正直、この策は諸刃の剣だった。悠自身も恐怖の対象に入るリスクが大いにあったからだ。
しかし、響は悠が自分から離れることを拒絶してくれた。
どの道、響がどう反応しようが手放すことはないが。
(あの害虫はもうお役御免だ。消えてもらおう)
響が抱き着いているのをいいことに、悠は真っ黒な笑みを深めていく。
「よかった……これからも、傍にいて……私のこと、飽きるまでの間でいいから……」
涙声で懇願する響が怖いくらい可愛過ぎて、今座っているソファーに押し倒したくなった。

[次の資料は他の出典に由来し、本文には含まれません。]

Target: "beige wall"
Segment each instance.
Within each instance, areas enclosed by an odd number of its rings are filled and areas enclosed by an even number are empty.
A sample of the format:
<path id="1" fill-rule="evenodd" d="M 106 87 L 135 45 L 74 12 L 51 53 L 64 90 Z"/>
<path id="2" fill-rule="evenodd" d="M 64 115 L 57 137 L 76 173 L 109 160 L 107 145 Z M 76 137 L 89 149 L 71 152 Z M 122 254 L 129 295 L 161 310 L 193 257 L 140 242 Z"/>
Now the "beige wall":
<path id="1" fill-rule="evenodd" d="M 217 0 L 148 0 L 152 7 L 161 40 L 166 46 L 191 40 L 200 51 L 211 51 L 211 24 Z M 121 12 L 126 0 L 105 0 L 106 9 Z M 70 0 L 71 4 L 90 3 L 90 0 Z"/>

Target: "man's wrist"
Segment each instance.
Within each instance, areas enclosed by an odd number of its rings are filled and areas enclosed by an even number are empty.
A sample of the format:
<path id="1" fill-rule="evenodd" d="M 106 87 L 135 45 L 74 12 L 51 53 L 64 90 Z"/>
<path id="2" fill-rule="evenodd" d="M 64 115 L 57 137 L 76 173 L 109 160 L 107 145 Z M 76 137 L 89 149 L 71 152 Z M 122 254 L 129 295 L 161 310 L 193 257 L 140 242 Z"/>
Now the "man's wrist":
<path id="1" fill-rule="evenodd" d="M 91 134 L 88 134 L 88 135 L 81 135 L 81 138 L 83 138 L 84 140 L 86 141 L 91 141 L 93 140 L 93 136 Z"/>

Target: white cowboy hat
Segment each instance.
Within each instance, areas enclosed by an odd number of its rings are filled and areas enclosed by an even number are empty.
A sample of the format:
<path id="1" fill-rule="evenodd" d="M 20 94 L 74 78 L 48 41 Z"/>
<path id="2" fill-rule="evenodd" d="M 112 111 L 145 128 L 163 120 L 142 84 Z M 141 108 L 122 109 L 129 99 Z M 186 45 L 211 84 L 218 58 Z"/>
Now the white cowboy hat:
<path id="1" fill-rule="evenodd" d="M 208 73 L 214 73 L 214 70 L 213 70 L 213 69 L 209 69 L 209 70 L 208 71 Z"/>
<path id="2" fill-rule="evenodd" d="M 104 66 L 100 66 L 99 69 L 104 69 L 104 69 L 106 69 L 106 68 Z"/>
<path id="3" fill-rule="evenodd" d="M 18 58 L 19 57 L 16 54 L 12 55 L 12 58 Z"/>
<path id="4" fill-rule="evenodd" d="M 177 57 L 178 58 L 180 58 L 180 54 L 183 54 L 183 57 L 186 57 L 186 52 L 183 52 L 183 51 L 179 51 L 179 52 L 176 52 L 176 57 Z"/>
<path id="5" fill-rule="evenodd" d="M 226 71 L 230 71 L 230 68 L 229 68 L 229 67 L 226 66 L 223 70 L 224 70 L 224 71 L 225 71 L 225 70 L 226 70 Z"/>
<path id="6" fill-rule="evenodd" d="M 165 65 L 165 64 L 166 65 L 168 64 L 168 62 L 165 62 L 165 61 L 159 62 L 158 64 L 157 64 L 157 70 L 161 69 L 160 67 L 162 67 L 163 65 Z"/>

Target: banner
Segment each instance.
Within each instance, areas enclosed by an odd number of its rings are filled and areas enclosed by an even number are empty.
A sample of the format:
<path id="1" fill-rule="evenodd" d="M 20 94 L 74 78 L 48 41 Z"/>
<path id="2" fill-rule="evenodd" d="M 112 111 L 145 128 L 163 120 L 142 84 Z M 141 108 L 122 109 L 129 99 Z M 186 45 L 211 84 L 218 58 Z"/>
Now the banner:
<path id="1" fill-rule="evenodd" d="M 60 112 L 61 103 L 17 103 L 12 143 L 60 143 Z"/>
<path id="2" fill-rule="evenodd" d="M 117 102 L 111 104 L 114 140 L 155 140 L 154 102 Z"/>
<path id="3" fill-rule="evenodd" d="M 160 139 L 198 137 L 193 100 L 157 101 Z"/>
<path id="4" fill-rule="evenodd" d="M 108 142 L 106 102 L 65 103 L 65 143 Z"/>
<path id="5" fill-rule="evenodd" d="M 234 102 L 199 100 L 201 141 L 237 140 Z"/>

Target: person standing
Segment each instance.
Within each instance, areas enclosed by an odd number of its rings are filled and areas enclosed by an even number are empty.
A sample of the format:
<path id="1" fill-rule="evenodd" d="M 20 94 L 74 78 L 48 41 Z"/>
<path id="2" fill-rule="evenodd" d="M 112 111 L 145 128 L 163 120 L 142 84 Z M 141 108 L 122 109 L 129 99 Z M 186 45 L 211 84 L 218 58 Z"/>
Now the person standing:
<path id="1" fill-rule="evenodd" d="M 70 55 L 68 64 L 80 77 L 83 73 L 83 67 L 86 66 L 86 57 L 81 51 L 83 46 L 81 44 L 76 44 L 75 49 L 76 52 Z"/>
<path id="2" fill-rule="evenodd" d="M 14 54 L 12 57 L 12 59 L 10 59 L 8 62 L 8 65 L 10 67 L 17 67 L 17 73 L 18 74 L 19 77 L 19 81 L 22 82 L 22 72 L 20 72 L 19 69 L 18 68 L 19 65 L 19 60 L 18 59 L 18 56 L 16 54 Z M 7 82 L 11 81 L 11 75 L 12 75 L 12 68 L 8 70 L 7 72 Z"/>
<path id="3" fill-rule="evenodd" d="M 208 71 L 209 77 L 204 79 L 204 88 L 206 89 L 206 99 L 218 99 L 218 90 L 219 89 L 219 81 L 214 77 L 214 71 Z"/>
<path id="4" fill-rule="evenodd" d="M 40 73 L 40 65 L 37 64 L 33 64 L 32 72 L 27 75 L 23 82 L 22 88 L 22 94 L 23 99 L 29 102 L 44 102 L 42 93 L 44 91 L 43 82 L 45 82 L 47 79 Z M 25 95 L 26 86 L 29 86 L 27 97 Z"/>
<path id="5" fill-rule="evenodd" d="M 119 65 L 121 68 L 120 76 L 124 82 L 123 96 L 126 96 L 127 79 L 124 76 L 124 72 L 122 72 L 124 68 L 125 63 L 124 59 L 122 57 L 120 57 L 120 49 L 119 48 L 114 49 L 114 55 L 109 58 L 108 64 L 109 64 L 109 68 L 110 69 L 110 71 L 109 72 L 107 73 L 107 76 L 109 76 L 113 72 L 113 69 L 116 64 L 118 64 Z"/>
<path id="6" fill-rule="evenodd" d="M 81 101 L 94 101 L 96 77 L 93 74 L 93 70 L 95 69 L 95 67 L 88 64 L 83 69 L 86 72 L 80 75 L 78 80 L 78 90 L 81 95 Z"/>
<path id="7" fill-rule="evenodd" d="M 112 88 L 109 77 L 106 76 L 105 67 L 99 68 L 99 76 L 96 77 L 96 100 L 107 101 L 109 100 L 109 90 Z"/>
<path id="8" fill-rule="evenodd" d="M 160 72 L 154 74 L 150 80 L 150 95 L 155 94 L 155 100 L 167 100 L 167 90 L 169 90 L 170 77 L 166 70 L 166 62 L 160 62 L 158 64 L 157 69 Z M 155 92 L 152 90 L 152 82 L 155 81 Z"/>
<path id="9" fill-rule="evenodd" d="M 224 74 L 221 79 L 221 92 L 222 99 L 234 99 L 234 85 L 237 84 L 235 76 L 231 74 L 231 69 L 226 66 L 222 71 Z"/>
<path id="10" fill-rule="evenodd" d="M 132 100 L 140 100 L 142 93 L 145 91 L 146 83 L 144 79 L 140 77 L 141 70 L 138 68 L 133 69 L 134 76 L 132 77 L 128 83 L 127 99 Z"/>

(響に飽きる日は一生来ないよ。響が例え俺に飽きても閉じ込めてでも離してあげない)
「ずっと傍にいるよ。俺が響のこと守ってあげるからね」
そんな響の額にそっと口付けを落とした。
響の自室で夕飯をご馳走になり、食べ終えた後はソファーに座り、響を膝の上に向かい合うような形で乗せて抱き締めていた。
「私、重くない?」
「響は軽いよ。少し太ってもいいくらい」
折れそうな細い腰に絡めた腕に力を込める。
「あの、悠くん」
「ん?」
「あの時の男の人とのやり取り、聞いたよね……私……」
「あんなのデタラメだって分かってるから」
あの害虫は響の噂を真に受けていた。響が不特定多数の男に体を許していると。
本当は未だに純潔は保たれているというのに。
「良かった……」
「響、好きだよ」
悠は壊れ物に触れるように優しく唇を重ね合わせた。
唇が離れると、響はとろんとした表情を隠さずに悠を見つめていた。
「私も、悠くんがすき、です……」
(響の世界は、俺だけがいればいい……例外があるとするなら俺と響の子どもだけ)
両親の愛をまともに知らぬ悠は、その時が来たら親の役割を果たせるか不安があったが、響が隣にいてくれれば乗り越えられるだろうと自己完結した。
「そう言えば、この前言ってた予備校はどうするの?」
悠は一つ確認したいことがあり、響に尋ねた。
「あ……」
「同じ学校だけじゃなくて他校の男もうじゃうじゃいるけど、それでも通いたい?」
悠の言葉に、響の顔から血の気が引いた。
「どうしても帰りが遅くなるでしょ? 響が事件に巻き込まれたら俺は心臓がいくつあっても足りないよ」
恐怖を煽らせるに留まらず罪悪感も刺激させる。
(優しい響は、俺に申し訳なくなって心苦しくなるだろう)
「私……予備校はいかない……っ」
響は今にも泣きそうな顔で力強く答えた。
あの恫喝は響にとって心に深く刻み込まれたようだ。
あの害虫は上手く働いてくれたものだと、悠は密かにほくそ笑む。
「そっか……これからは俺が勉強を見てあげるからね」
「弱くて、頼ってばかりでごめんなさい……」
眉を下げ、弱々しく謝る響を宥めるように黒髪を優しく撫でていく。
「響が罪悪感を持つことは何もないよ。俺は彼氏として響の力になりたいだけ」
「ありがと……」
「俺はいつでも響の味方だからね」
(ずっと、俺と二人きりでいようね……)
響の世界はより一層閉鎖的なものとなった。まるで見えない鳥籠に閉じ込められているようだ。
響はその事実に未だに気付いていない。